Мейснер подошел к ней и присел на край кровати, ни словом не объяснив женщине, что он намерен с ней делать. Потом положил руку ей на лоб, словно проверяя, нет ли жара. Так же непринужденно он погладил ее по лбу над бровями, после чего веки женщины дрогнули, глаза закрылись; так обычно вели себя пациенты при погружении в магнетический сон. После чего Мейснер несколько раз провел рукой по ее груди и по телу, задержав, наконец, руку на ее сердце. Пациентка лежала теперь совершенно спокойно. Она медленно дышала, черты лица разгладились. Когда она проспала десять минут, Мейснер спросил:
— Вам легче?
Склонившись над ней, он говорил очень тихим голосом, но при этом так внятно, что все присутствовавшие в комнате его слышали.
— Да, — без колебаний ответила пациентка так же внятно. При этом она продолжала лежать с закрытыми глазами и, без сомнения, спала. А потом, не ожидая его дальнейших вопросов, сказала:
— Я все слышу и вижу все совершенно ясно, даже себя и свои внутренности.
— Каким образом надо лечить вашу болезнь? — спросил Мейснер.
Ответ последовал без промедления:
— Теперь я узнала, что может помочь от головной боли, — это обтирания смесью одеколона с уксусом.
Несколько секунд казалось, Мейснера смутил столь внятно и скоро прописанный рецепт, но он овладел собой и спросил, не обращая внимания на сильное волнение, которое охватило нас, стоявших рядом и наблюдавших за происходящим:
— Что за опухоль у вас в животе?
— Это ребенок.
— Еще живой?
— Нет, он умер третьего числа прошлого месяца.

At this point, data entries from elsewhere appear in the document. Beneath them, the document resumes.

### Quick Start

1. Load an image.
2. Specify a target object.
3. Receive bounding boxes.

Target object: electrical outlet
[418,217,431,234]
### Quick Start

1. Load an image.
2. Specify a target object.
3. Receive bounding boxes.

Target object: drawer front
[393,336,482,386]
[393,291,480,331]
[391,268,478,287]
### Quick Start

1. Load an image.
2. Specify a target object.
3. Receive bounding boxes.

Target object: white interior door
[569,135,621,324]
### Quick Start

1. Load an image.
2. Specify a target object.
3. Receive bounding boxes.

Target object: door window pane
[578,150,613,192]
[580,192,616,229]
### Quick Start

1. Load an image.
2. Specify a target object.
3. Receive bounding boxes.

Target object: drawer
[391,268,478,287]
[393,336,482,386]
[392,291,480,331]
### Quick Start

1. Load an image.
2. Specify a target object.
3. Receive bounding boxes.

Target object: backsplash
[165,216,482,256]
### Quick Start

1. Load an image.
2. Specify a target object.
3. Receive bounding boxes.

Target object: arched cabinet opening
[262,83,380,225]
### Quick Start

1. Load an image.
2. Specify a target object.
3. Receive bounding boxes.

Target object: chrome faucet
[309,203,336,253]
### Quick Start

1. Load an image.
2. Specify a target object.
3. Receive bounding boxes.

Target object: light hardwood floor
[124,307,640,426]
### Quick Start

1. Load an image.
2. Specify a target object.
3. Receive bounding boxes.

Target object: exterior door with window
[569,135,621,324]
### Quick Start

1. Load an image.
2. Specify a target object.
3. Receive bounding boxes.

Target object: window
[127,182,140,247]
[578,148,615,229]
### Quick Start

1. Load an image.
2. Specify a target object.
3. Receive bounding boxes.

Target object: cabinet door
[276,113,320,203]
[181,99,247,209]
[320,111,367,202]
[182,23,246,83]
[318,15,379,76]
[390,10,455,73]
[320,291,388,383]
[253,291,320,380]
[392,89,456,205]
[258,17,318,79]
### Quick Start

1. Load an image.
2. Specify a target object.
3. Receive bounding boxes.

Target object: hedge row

— Но ребенок должен быть необыкновенно большим, ведь уже год назад вы говорили, что у вас в утробе растет ребенок?
— Нет, он совсем маленький, хотя ему уже год и три месяца. Но там, где он лежит, он не мог питаться. Поэтому он такой маленький.
— Где же он лежит?
— Вне матки, ближе к спине, почти спеленутый брыжейкой.
При этих словах в комнате возник гул, вызвавший сильное раздражение Мейснера. Он сердито обернулся и знаком приказал нам замолчать. На пациентку наше неуместное вмешательство не оказало никакого впечатления. Она лежала по-прежнему спокойно, даже веки ее не дрогнули, словом, не было никаких признаков того, что она пробудилась. Мейснер снова обернулся к ней:
— Каким же образом вы исцелитесь?
После этого вопроса впервые возникла пауза. До сих пор женщина отвечала с готовностью и без колебаний. Теперь, казалось, она старается сосредоточиться перед тем, как сделать важное сообщение. Мы все ждали, затаив дыхание.
Наконец она ответила:
— Ребенок распадется и выйдет из тела; то, что не распадется, выйдет целиком. Но мне надо очистить кровь; для этого есть средство: смесь очищающей кровь красной земли и обыкновенного красного вина. С помощью этого средства плод распадется и выйдет наружу.
— Что это за земля?
Женщина снова помедлила, словно всматриваясь вглубь самой себя, где что-то никак не могла рассмотреть. Мейснер напряженно глядел на нее, как будто его взгляд должен был придать ей сил. Наконец она выговорила:
— Такая земля есть у камня, что лежит в трех четвертях мили к востоку от Зеефонда.
— Где это? Можете указать точнее?
— Это земля в рощице возле камня, который величиной и видом напоминает человеческую голову. Возле этого камня лежит другой, поменьше. Они касаются друг друга. Вот под этими камнями и есть та земля.
— Откуда вы это знаете?
На этот раз она ответила без колебаний:
— Магнетическая сила научила меня заглянуть внутрь самой себя.
— А что с вашими судорогами? Долго они будут продолжаться?
— Нет, на этой неделе у меня будет только два приступа. Один завтра утром, второй на другой день вечером. Но они будут легкими и непродолжительными.
Мейснер, сидевший возле пациентки, встал. Никто из присутствовавших не произнес ни слова — мы все выжидательно смотрели на него. Он вдруг улыбнулся мне и развел руками.